He feels something move through him in a slow and devastating wave. Pride, fierce and sudden and then grief. The pain of seeing someone you love look more like themselves alone than they ever did when they were with you. 

 

He should stay where he is. He knows he should stay where he is. Yet, he can't help that he stands up.

 

He is not entirely sure he has decided to. His body moves while mind is still turning over, he's sliding through the gaps between people, his eyes fixed on her like a compass finding true north. It feels like gravity.

 

The crowd shifts and thins between them. He is close enough now to see the rings on her fingers, the way the light catches the red of her hair and turns it pink at the ends. He is close enough that if she turned around she would see him.

 

And then, as though she has felt it, she does. Their eyes meet across the last few feet of space between them.

 

He watches her face, her expression moves through confusion and then recognition assembling itself feature by feature, her lips parting slightly. The noise of the bar falls away, all of it gone, and there is only her face in the light, and the way she is looking at him.

 

He watches her mouth form his name though no sound reaches him. Just the shape of it on her lips, quiet as a breath. “Rui?”

 

The door swings shut behind them and the noise of the bar becomes distant. Outside it is cold and still, the pavement slick and gleaming from rain that has only just stopped, the streetlights turning every puddle into a small mirror. Rui hadn't realised how loud it was in there until now with the quiet pressing in around them.

 

Wumuti has put a few feet of distance between them. She isn't looking at him.
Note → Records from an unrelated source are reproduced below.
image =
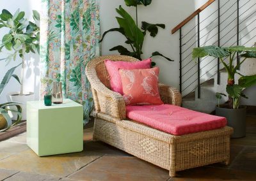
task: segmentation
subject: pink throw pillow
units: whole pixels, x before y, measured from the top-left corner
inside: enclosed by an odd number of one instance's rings
[[[129,62],[105,60],[105,65],[110,76],[110,87],[115,92],[124,94],[119,69],[147,69],[151,67],[151,59],[140,62]]]
[[[144,69],[120,69],[124,99],[127,105],[162,105],[158,90],[157,67]]]

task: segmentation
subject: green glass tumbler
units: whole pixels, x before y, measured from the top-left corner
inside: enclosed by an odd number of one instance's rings
[[[44,105],[47,106],[52,105],[52,95],[44,96]]]

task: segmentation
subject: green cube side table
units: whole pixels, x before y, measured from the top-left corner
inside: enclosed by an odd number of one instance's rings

She has her arms wrapped around herself, her small frame drawn inward as they sit on the curb and Rui stays where he is and does not close the distance.

 

A car passes at the end of the street, its headlights sweeping briefly across the wet pavement, and then it's gone.

 

"I didn't think I'd ever see you again," she says finally. Her voice a little airier than he remembers, a beautiful lilt that is sweet and new to his ears.

 

His own voice comes out low and careful. "Me neither." The rain has left the air smelling clean, "I'm sorry if I- in there. I didn't mean to startle you."

 

She shakes her head. A small, quick motion. "You didn't." She is quiet for a moment, and then she looks up at him, her sleepy eyes moving across his face with an expression he can't fully read, "It's just- I don't know…”

 

She trails off to another silence. He is trying to think of what to say and finding that everything that occurs to him is either too much or not enough.

 

"You look-" he starts, which is the wrong thing to start with.

 

She tenses, almost imperceptibly. He feels it from three feet away.

 

"I just meant…" He stops and tries again. "That you seem well."

 

She makes a small sound that's not quite a laugh. "You were going to say something else."

 

"I was going to say you look happy." he confesses, which is true even if maybe it's also not what he was going to say, "Sorry, I don't know if you'd want to hear that from me."

 

She is quiet for a moment. Her thumb moves over her own knuckle, a small, absent gesture. "It's fine," she says. And then, after a pause, "I am. Mostly."

 

"Good," he says. The word comes out with more feeling than he intended. He looks down at the pavement. "That's- good. I’m happy for you."

 

She glances at him sideways, just briefly, and then away. "You look the same."

 

"Is that bad?"

 

"No." She pauses, "It’s just strange."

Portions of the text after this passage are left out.